This morning I find myself in a mad mood, not at all conducive to creative thought. If I started to vent I would end up looking bitter, twisted and in need of immediate psychological help. This does not sit well with how a woman of my age, wisdom and maturity should behave. I know because past experience has taught me it would only end in tears – mine.
I have no wish to expand on the reason for my simmering mood and intermittent chuntering – all I will say is the Dutch Health Insurance Company and leave it at that.
Unfortunately in my angst and rage against the DHIC I can’t focus on writing and I really want to. As usual there is a silver lining – I have a piece of writing I wasn’t sure I wanted to post but I’m going to.
Here’s the issue – it’s not lively or funny or quirky, it’s actually quite grown up, something I’ve spent my life trying to avoid. Essentially it doesn’t feel like me. But what I discovered behind the words was an emotion I am uncomfortable with, something I can’t identify. Or refuse to.
I was recently asked to submit an introductory writing sample about the American South for an audience not familiar with the area – a pretty huge chunk of the USA you’ll admit, and a pretty open remit on how to present it. After some discussion it was decided to start with a general overview, some facts and figures and zoom in on a smaller area, the Deep South.

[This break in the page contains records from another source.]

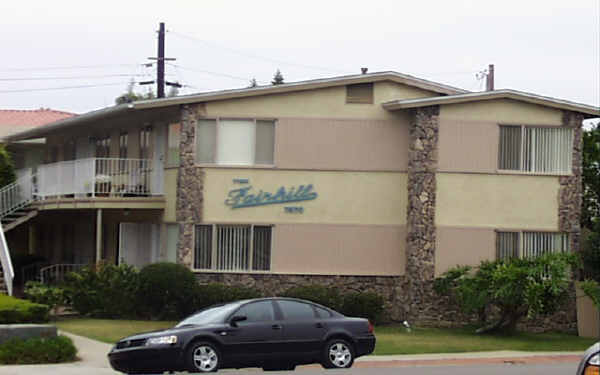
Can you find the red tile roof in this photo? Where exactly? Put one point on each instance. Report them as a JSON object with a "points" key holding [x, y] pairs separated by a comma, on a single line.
{"points": [[31, 118]]}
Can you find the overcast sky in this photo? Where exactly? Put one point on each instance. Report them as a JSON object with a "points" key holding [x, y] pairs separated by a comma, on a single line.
{"points": [[548, 47]]}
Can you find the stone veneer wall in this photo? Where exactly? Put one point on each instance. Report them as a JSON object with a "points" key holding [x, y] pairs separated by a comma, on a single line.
{"points": [[569, 201], [190, 181], [421, 232]]}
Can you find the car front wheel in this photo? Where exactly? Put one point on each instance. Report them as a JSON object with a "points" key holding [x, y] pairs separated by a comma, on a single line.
{"points": [[338, 353], [203, 357]]}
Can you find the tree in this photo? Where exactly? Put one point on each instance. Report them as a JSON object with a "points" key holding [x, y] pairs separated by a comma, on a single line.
{"points": [[277, 78], [514, 288], [7, 168], [131, 96], [590, 208]]}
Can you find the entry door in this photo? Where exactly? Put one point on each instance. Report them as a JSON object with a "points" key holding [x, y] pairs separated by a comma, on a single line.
{"points": [[138, 243], [158, 159]]}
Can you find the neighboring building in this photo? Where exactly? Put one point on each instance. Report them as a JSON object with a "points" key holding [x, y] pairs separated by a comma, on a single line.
{"points": [[370, 182]]}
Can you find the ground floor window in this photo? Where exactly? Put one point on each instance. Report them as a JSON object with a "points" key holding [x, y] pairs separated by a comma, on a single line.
{"points": [[233, 247], [530, 244]]}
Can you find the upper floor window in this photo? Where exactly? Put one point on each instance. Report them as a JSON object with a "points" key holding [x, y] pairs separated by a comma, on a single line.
{"points": [[173, 144], [359, 93], [145, 139], [235, 142], [535, 149], [530, 244]]}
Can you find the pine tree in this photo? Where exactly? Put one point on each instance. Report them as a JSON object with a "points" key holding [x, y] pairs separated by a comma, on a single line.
{"points": [[277, 78]]}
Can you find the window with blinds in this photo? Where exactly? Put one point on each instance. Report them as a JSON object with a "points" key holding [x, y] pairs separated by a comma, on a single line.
{"points": [[530, 244], [535, 149], [235, 142], [233, 247], [360, 93]]}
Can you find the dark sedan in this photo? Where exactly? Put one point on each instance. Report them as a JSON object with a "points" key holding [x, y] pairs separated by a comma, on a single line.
{"points": [[272, 333]]}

Once I zoomed in and started writing it pretty much wrote itself, and I realised as the words came out that some of them were coming from a place deep inside about a city I had a love/ hate relationship with for ten years and who I still feel ambiguous about.
The place I raised my children, the place that taught me more about myself than anywhere I’ve ever lived, whose endgame was a challenge that proved the human spirit is greater than any of us realises and at the end of the day other people and our relationships with them are all that matter in life.
I didn’t write any of that in the piece, but I realised behind the conversational tone and informative chit-chat there was a deeper emotion at work, one that is determined to find its way out. Perhaps it’s time to let whatever force is in there express itself, who knows. What I do know is that the prospect scares the hell out of me.
My argument against it is some things are better left in a box and stored way, that opening the box and examining it’s contents will be like picking at a scab on your knee – painful, messy and only of interest to you.
Then of course there is the problem of the box itself. Its fine while it sits there happily, content to exist quietly somewhere deep in your psyche, quite another thing when it decides to start making escape plans.
So what to do?
What I usually do, nail the lid back on, wrap it in chains, and sink it in concrete. Only this time something has changed, oh so subtly, but it’s there. I think about Pandora, and realise that in opening her box she was left with the greatest gift of all.
Oh Lordy, I’ve rambled on again. Guess I’ll post the Deep South thing as a separate blog, as I’d like to know what you think.